Monday, March 19, 2012

Solar Housing Thoughts

In the 2-1/2 years of this blog, I have posted very little about my passion for passive solar sustainable housing. Maybe I have shied away partly because I think when most Americans hear the word "solar", they immediately think only of solar PV panels on the roof, and the accompanying complex systems of deep-cycle batteries, a bunch of electronic monitors and controls that don't make sense to them, and even possibly having every electrical thing in the house converted to run on 12 volt direct current electricity if they don't use an inverter. The cost for such systems can easily exceed $40,000-$50,000 even though the prices for PV panels have come down considerably in the last 10 years.

Why is it so expensive? Because the big corporations that control the PV market are the same big corporations that control the fossil fuel energy market, and they are the most profitable businesses around. Plus, they have incredible political as well as financial clout. Sure, the companies that install PV systems aren't making the kind of profits the fossil fuel utility companies make, and the government does provide token underwriting for some alternative energy systems (also usually owned by big utilities), or sometimes token tax breaks for us, but it's all smoke and mirrors.

Most small and independent alternative energy companies are not in a financial position to donate millions of dollars to political campaigns, although the pittance allowed to them in funding is used in a platform by political candidates to proclaim they back alternative energy. Truth is, just the federal money spent to aid fracking could put hundreds of small alternative energy companies in business, and people back to work.

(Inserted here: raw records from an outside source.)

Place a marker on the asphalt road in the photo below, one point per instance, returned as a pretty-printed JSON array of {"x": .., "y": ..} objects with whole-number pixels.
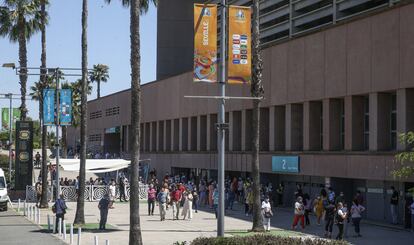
[{"x": 16, "y": 230}]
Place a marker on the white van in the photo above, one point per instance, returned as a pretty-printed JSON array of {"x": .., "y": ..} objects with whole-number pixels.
[{"x": 4, "y": 198}]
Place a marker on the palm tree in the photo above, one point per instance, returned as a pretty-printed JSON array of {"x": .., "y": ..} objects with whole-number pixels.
[
  {"x": 43, "y": 19},
  {"x": 137, "y": 7},
  {"x": 80, "y": 206},
  {"x": 256, "y": 91},
  {"x": 99, "y": 74},
  {"x": 19, "y": 20}
]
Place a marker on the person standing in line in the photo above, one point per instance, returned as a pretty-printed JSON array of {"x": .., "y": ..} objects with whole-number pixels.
[
  {"x": 152, "y": 194},
  {"x": 188, "y": 205},
  {"x": 340, "y": 219},
  {"x": 162, "y": 202},
  {"x": 299, "y": 214},
  {"x": 329, "y": 217},
  {"x": 59, "y": 208},
  {"x": 356, "y": 215},
  {"x": 215, "y": 200},
  {"x": 122, "y": 189},
  {"x": 394, "y": 205},
  {"x": 103, "y": 209},
  {"x": 318, "y": 206},
  {"x": 112, "y": 193},
  {"x": 266, "y": 213},
  {"x": 308, "y": 207},
  {"x": 176, "y": 197},
  {"x": 195, "y": 200}
]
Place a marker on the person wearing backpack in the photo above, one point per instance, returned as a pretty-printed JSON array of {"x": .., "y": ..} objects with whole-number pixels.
[
  {"x": 267, "y": 213},
  {"x": 340, "y": 219},
  {"x": 329, "y": 217},
  {"x": 59, "y": 208},
  {"x": 356, "y": 215},
  {"x": 162, "y": 199}
]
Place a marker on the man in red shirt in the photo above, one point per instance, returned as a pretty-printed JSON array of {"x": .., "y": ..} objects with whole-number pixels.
[
  {"x": 152, "y": 193},
  {"x": 176, "y": 196}
]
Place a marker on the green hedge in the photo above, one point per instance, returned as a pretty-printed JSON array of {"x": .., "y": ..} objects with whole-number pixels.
[{"x": 261, "y": 239}]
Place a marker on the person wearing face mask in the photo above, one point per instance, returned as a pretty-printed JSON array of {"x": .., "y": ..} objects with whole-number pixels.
[{"x": 267, "y": 213}]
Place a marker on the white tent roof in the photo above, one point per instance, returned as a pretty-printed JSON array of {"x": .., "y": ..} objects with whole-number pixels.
[{"x": 93, "y": 165}]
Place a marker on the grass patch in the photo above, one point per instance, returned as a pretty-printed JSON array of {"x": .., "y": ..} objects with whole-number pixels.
[{"x": 274, "y": 232}]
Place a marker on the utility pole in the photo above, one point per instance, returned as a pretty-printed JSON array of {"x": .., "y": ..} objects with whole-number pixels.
[
  {"x": 57, "y": 132},
  {"x": 10, "y": 96},
  {"x": 221, "y": 121}
]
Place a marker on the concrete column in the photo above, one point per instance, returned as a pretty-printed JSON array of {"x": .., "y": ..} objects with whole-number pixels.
[
  {"x": 405, "y": 113},
  {"x": 331, "y": 124},
  {"x": 280, "y": 128},
  {"x": 230, "y": 130},
  {"x": 354, "y": 123},
  {"x": 243, "y": 145},
  {"x": 180, "y": 138},
  {"x": 208, "y": 132},
  {"x": 198, "y": 132},
  {"x": 379, "y": 121}
]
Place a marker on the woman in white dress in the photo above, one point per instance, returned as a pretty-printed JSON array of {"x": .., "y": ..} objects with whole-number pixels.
[
  {"x": 267, "y": 213},
  {"x": 188, "y": 205}
]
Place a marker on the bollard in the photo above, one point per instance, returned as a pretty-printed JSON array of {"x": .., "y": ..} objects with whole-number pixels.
[
  {"x": 71, "y": 234},
  {"x": 38, "y": 216},
  {"x": 60, "y": 226},
  {"x": 64, "y": 230},
  {"x": 48, "y": 222},
  {"x": 79, "y": 235}
]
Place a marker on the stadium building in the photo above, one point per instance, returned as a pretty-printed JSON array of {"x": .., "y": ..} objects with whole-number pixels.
[{"x": 339, "y": 88}]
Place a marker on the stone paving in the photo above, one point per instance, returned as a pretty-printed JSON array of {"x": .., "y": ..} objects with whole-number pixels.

However, active solar electric systems are not my point here.

I suspect the average homeowner doesn't know a lot about what passive solar really IS, much less what it can do for their existing homes, often on the cheap. However, they DO know how hot their car gets sitting in the sun during summer, which is pure passive solar! (New homes are a different ball game because they can be designed for passive solar gains, discussed below.) 

Simple summer cooling
My own (older) home is not oriented to take advantage of any solar gain in winter, but a simple solar chimney and some earth cooling tubes could be installed for a few hundred dollars, which would mean not running expensive AC in the summer. For a few hundred dollars (or less if I do a lot myself) I could have free solar hot water for the 6-7 non-freezing months of the year and turn off power to the water heater in those months! For only a couple hundred dollars more, it could be a closed-loop system filled with a liquid that doesn't freeze and I could have free solar hot water all year long, for the rest of the life of this house (although I could need electricity from a small PV panel to run a pump from the collector if necessary).

External summer wall shading
One of my spring projects is to install a tall wire trellis a couple of feet from the narrow south end of this house, and grow vines and pole beans on it to shade that wall. The wall is windowless, but it sure heats up the house because there's minimal insulation in the old walls. I need to find some really tall poles, and then I'll post this project as I get it started.

During the 1970's there was a strong movement into alternative energy because of the oil embargo. Homeowner-inventors lurked in a gazillion basements and garages, and many energy-saving innovations were born. Homeowner-built things like "breadbasket" aka batch collector solar water heaters, Trombe walls thrown up outside existing walls to gain heat in winter, attached green living spaces with solar collection mass added in the lower walls and floors, tall interior tubes containing water or phase-change materials to collect and slowly release the solar-gained heat at night... the list was almost endless.

The opportunities in new construction were also endless, and needed only one big basic thought-change to jump-start sustainability... orient the house to the sun, not to the street!

Unfortunately, the government incentives and tax breaks ended soon after the embargo ended and fossil fuel was cheap once again.

I'll have more to say on passive solar heating AND cooling as time goes on, since I'm working on a scale model of my own passive solar home design which I will post in a few days.




1 comment:

  1. I was trying to find my way through the web of useless noise to do some simple PV. Gheez! What a mess. Plenty of one or two dollar a what panels...If you don't mind paying $170.00 for shipping.
    Just today I was pricing some copper pipes for a passive solar water heater. That I can afford. I look forward to your posts.